Rep. Kim Holloway, R-Mayfield, filed House Bill 371 during the 2025 General Assembly, which proposed defining and prohibiting any lawmaker or legislative agent from intentionally engaging in sexual harassment. Holloway filed it after the ethics commission asked her to, she said Monday.
Holloway said she’d be glad to carry the bill again next year.
“I was just thinking that was something that would’ve already been taken care of years ago,” she said. “You would think, in 2025, with the things that go on these days, access to social media and to each other, that it would just have already been addressed.”
Holloway’s bill accumulated bipartisan sponsors, but the bill didn’t receive a committee hearing.
The commission is statutorily obligated by July 1 of each year to submit recommendations for “any statutory revisions it deems necessary,” ethics commission Executive Director Emily Dennis said.
The current ethics code, which originally dates back to the early 1990s, includes rules and specific prohibitions against conflicts of interest, inappropriate campaign contributions and receiving certain financial compensation or gifts.
But there’s no explicit prohibition against sexual harassment, or language that formally categorizes sexual harassment as unethical behavior, Dennis said.
The nine-member commission encourages lawmakers to “create a comprehensive ethical prohibition against sexual harassment by legislators and legislative agents against legislative branch employees, legislators or legislative agents.
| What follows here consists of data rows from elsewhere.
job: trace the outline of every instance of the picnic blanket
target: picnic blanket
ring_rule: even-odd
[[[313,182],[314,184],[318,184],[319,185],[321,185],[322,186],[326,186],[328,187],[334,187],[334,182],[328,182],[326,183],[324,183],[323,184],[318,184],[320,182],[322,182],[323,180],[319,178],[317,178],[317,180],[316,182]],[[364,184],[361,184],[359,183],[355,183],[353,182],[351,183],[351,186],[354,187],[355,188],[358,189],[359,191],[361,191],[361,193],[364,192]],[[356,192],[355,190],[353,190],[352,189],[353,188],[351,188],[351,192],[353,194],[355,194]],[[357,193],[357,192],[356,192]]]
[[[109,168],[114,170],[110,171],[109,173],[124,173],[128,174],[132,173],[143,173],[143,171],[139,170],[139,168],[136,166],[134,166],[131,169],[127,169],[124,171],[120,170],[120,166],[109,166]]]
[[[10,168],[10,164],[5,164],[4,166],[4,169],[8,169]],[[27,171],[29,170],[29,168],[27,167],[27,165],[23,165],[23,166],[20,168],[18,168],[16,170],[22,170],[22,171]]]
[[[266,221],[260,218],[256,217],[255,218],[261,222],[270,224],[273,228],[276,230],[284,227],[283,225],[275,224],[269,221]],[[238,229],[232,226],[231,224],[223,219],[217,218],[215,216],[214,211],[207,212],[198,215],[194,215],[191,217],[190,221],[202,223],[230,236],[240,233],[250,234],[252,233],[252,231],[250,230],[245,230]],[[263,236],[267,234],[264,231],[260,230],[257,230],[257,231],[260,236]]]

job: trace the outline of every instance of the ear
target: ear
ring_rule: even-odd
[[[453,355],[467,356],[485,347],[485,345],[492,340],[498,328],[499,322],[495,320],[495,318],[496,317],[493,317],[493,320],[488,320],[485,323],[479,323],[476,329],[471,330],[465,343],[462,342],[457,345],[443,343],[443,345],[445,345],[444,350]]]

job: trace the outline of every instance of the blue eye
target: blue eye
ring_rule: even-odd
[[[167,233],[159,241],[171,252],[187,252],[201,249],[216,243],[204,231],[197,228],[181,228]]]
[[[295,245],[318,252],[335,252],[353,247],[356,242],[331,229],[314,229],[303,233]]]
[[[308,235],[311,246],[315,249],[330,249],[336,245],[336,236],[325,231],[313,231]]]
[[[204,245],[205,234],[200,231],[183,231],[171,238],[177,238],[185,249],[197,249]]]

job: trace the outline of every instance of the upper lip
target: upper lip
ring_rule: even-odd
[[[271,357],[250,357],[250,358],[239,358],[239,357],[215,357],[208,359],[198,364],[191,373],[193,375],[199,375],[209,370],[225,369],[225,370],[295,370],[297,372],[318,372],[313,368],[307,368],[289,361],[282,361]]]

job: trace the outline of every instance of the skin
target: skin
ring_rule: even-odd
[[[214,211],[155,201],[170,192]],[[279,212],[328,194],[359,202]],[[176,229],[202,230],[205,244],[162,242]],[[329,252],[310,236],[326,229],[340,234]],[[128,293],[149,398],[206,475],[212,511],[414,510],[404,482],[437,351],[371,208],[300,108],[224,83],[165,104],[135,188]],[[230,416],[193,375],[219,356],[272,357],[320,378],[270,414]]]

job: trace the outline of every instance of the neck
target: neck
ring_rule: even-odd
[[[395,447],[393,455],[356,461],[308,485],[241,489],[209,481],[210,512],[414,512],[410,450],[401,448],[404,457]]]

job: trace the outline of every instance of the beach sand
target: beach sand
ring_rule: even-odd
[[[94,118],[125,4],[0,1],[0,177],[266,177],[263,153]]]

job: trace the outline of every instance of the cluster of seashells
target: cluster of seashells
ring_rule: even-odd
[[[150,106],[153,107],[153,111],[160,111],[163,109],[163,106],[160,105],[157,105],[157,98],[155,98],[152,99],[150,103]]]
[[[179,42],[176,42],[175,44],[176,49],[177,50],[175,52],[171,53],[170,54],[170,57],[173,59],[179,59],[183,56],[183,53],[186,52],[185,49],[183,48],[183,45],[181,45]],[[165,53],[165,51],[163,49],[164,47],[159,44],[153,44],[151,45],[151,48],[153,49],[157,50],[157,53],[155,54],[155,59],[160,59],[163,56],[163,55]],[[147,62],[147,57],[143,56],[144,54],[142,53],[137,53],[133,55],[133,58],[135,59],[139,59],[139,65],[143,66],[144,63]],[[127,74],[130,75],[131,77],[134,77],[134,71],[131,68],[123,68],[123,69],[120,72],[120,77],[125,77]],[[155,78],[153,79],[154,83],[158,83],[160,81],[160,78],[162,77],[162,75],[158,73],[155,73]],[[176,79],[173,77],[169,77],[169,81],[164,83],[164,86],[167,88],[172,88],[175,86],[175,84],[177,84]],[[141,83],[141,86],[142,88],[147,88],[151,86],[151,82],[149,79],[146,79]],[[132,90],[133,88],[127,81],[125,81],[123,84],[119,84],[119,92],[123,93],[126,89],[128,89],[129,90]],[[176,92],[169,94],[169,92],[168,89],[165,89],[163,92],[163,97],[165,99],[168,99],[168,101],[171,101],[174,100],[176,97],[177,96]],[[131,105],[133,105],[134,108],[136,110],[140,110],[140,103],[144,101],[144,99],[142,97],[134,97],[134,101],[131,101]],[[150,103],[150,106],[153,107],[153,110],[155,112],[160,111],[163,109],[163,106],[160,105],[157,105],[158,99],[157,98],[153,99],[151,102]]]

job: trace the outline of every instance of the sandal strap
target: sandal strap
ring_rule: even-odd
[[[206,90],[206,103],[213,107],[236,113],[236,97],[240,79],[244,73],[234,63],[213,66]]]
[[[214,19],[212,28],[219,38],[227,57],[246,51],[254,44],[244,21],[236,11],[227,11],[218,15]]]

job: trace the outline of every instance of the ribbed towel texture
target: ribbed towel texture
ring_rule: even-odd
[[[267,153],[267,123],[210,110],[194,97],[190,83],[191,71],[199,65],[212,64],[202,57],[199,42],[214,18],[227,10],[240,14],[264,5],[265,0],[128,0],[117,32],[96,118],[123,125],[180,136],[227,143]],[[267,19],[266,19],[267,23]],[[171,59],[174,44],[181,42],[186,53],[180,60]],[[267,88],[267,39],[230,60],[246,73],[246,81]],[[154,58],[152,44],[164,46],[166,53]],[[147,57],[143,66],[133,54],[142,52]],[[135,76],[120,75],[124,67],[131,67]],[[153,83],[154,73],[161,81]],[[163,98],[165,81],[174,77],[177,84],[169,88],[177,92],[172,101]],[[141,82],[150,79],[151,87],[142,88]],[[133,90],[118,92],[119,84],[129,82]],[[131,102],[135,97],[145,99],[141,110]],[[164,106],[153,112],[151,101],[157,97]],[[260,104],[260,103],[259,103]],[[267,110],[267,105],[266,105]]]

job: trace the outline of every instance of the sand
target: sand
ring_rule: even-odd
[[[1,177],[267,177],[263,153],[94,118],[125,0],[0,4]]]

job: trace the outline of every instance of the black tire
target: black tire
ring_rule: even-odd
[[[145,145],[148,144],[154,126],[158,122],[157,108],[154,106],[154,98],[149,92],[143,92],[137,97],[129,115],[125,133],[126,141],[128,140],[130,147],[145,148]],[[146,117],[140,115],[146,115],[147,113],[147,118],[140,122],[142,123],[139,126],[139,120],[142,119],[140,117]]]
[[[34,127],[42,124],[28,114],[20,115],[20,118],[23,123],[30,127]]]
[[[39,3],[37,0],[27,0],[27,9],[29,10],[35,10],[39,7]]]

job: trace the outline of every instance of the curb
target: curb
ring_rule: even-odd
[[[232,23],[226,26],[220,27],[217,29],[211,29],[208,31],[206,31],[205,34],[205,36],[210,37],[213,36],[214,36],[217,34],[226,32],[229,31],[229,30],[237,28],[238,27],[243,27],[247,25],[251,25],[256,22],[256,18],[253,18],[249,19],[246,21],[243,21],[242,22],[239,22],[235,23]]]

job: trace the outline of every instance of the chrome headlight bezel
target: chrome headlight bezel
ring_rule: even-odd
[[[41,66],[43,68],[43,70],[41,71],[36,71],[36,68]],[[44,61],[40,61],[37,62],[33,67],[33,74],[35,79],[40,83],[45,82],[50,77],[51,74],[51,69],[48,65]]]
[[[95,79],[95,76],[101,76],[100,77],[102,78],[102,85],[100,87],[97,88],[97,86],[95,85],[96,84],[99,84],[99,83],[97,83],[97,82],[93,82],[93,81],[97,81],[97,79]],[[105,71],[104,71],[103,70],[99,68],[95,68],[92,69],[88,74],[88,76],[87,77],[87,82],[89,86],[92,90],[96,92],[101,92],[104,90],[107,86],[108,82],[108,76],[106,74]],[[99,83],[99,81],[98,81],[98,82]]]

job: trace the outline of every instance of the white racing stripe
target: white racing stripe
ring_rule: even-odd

This would include the following:
•Specifically define ‘sexual harassment’ as actions that violate either Kentucky or federal statutes, regulations or case law relating to protected classifications
•Prohibit legislators and legislative agents from engaging in sexual harassment against an employee of the legislative branch, legislator or legislative agent and provide that a violation is ethical misconduct.”
The commission has not decided whether it will further its investigation into the misconduct allegations against Grossberg, but it could make a determination at its July 8 meeting.
Grossberg has fought the allegations against him, going so far as to file a lawsuit in Franklin Circuit Court ahead of the June 17 hearing to halt the ethics investigation, claiming he was the victim of bullying and discrimination because he is neurodiverse and Jewish. A judge denied his request, but Grossberg has the option to appeal.
Grossberg’s attorney Thomas Clay said he and his client are waiting on a decision from the commission — whether there’s probable cause to continue investigating his alleged misconduct, which would lead to a public hearing — before they decide to appeal the Franklin Circuit ruling.
Of this recommended ethics code change, Clay said, “I have no issue with the proposed sexual harassment addition, as long as it complies with state and federal requirements.”
While the commission has the power to investigate potential violations of ethical misconduct and to make recommendations to the General Assembly on statutory changes that should be made, only lawmakers maintain the power to make those changes.
Of the commission’s latest recommendation, Dennis said, “it’s another attempt to put it in there, to make it clear that that conduct violates the code.”